E-mail your questions about dining, eating, and anything food-related, and Helen may respond in a future newsletter.

There’s something so satisfyingly efficient about food delivered in a metal container, and tinned fish is just a starting place. You could give someone a huge cylinder of Bonilla a la Vista potato chips ($58), for example, or a little bucket of French candies ($18.30), or a three-litre tin of buttery Tunisian olive oil ($40.99) that will look beautiful on the kitchen counter. If you do have tinned-fish lovers to appeal to, and they’re of the weirder-the-better school (which, let’s be honest, virtually all tinned-fishionados are), they’ll be thrilled by Fangst’s Faroe Islands salmon gently flavored with lemon verbena and sea buckthorn ($12), Ati Manel’s mussels in escabeche ($10), or Minnow’s dramatic, near-alien snails in brine ($14.99), maybe with a Staub cast-iron escargot pan ($99.99) to cook them in.


The Fussy Dinner Party as an Art Form

Photograph from Moda Operandi

There are those of us who throw together haphazard meals for friends and expect the sheer force of companionable affection to patch the aesthetic and social gaps. Then there are the artists of the dining room, who carefully plot each detail: the guest list, the menu, the table décor, the topics of conversation, the caftan in which to greet one’s guests, communicating a precise balance of elegance and nonchalance. These people know that hosting is a matter of skill and strategy, not of happenstance. Aid this person in her endeavors with a leather plan de table ($175), which will enable the ideal seating arrangement, a set of shouldered-arch cocktail napkins ($312 for four), or a few handblown Murano-glass mushrooms ($595 for three), just for a bit of shine on the table. Your person has probably got quite the collection of tablecloths already, but it’s impossible to have too many dazzling block-printed florals ($78), modernist swashes of color (from $75), or embroidered trompe-l’oeil table settings ($1,200). Intriguing flatware reliably sparks creative joy: utensils with red faux-coral handles ($72 for a set of five), the artist Natalia Criado’s gold-plated hands ($180 per piece), deadstock Pan Am in-flight cutlery ($63.16 for twenty-four pieces), or translucent, neon-green wiggly tadpoles ($150 for two sets of six). Every good host knows that one enormous floral arrangement in the middle of the table is an obstacle to conversation; decorations should be below eyeline, and spaced among the guests—a set of miniature rattan vases ($55 for three), say, or green glass bud vases ($49.99 for twenty-two) to fill with flowers and scatter pleasingly hither and thither. The fussy dinner party need not be constrained to the home: give an artful, colorful picnic basket ($498) or a vintage nineteen-seventies “picnic ball” ($45): a full set of colorful plastic salad plates, dinner plates, bowls, and cups, neatly nested in a modish sphere.

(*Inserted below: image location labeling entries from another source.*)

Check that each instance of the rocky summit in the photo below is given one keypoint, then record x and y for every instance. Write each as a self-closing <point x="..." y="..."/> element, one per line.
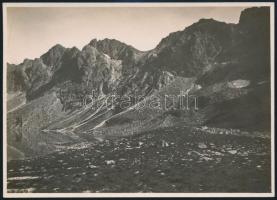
<point x="63" y="125"/>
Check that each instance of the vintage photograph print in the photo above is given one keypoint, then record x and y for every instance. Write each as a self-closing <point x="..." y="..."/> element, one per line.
<point x="138" y="100"/>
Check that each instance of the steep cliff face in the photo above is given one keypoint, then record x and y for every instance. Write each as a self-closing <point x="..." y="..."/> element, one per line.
<point x="229" y="64"/>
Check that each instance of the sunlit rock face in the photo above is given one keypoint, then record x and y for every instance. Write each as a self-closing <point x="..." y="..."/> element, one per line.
<point x="238" y="83"/>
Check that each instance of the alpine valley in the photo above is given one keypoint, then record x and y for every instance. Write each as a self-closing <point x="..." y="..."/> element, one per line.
<point x="60" y="137"/>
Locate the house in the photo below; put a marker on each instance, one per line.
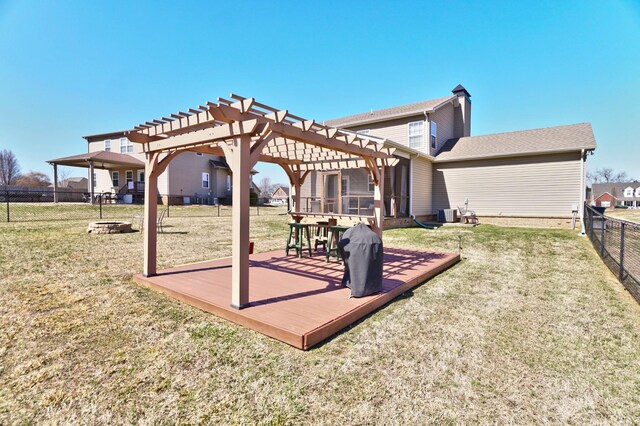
(114, 167)
(605, 200)
(75, 183)
(612, 194)
(280, 195)
(529, 173)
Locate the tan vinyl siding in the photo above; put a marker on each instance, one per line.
(534, 186)
(395, 130)
(421, 187)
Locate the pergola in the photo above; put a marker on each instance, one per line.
(245, 132)
(92, 160)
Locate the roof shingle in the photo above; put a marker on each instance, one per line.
(389, 113)
(525, 142)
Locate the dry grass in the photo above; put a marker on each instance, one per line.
(632, 215)
(530, 327)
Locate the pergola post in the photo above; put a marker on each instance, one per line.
(92, 184)
(378, 202)
(55, 183)
(150, 215)
(240, 162)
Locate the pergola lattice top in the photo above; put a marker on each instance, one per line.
(276, 136)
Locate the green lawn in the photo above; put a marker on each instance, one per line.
(529, 328)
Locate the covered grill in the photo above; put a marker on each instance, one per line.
(362, 253)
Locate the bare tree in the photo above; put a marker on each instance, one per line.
(266, 187)
(9, 168)
(607, 175)
(33, 179)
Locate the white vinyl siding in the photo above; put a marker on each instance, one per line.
(534, 186)
(416, 134)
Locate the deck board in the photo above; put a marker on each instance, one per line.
(298, 301)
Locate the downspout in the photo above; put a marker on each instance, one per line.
(583, 189)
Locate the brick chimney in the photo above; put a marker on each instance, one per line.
(462, 112)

A Bowl That Looks Like the Sky

Just looking at a piece from Haand ceramics’ Cloudware line brings on a sense of calm. The bowls and mugs are made with a marbleized blue-and-white clay; the result—organic, full of flow and movement—calls to mind a morning sky streaked with clouds (pieces from $25).


One Whole Durian, in a Gift Box

One whole durian, in a gift box ($134). Be a hero.

Prices listed above are accurate as of publication but may fluctuate over time.